# Characterizing the Optimal 0 − 1 Loss for Multi-class Classification with a Test-time Attacker

## Compute optimal loss of existing datasets

The main document to compute optimal loss of a dataset is **`optimal_log_loss_lp_hyper.py`**. It is able to compute loss on dataset `MNIST`, `CIFAR-10`, `CIFAR-100` (using `--dataset_in` argument) and `0-1` or cross-entropy loss (using `--loss` argument). We can compute up to 4-way hyperedges. Users can also select specific classes of a dataset for computation (using `--classes` argument). More arguments and flags can be found under `main()`.

### Compute full dataset

For example, to compute optimal `0-1` loss of full `CIFAR-10` dataset at $\epsilon=3$ up to degree 3 hyperedges, run the following command (substituting directory path):

`python3 optimal_log_loss_lp_hyper.py --remove_redundant --out_dir OUT_DIR --data_dir DATA_DIR --compute_hyper 3 --norm l2 --dataset_in CIFAR-10 --loss 0-1 --use_all_classes --eps 3  --run_generic --run_nonconvex --num_samples 8000 --mosek`.

The optimal loss along with edge information will be saved in a file under `cost_result` folder. Note that in order to include all data, `--num_samples` $\ge \max$ {sample per class}.

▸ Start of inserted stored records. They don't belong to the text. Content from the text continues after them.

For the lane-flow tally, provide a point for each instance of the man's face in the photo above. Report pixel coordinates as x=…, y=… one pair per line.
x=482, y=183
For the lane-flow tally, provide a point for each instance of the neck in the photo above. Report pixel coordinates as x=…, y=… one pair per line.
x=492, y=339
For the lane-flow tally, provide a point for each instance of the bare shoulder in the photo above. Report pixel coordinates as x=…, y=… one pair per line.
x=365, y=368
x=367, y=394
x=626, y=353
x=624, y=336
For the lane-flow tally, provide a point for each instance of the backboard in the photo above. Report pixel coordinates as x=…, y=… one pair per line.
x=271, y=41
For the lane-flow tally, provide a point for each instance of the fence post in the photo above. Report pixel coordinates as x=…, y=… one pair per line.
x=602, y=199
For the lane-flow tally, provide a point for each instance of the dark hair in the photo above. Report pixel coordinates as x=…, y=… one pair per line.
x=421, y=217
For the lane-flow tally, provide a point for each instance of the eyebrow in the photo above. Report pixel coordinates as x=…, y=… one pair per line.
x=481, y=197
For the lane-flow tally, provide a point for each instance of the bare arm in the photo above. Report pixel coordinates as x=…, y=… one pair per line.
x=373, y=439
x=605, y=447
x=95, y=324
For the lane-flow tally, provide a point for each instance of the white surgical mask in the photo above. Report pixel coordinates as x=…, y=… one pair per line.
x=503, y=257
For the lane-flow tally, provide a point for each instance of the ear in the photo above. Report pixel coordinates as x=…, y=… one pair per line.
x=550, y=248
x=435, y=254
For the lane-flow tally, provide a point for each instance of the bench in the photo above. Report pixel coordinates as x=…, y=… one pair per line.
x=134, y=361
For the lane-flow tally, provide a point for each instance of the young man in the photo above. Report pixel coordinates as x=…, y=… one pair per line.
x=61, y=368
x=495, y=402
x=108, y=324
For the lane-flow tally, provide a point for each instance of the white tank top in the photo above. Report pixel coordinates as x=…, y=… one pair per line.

### Compute partial dataset

To compute the optimal `0-1` loss of `MNIST` class 1, 4 and 7 at $\epsilon=3$ up to degree 2 hyperedges with 1000 samples per class, run

`python3 optimal_log_loss_lp_hyper.py --remove_redundant --out_dir OUT_DIR --data_dir DATA_DIR --norm l2 --dataset_in MNIST --loss 0-1 --classes 1 4 7 --eps 3  --run_generic --run_nonconvex --num_samples 1000 --mosek`.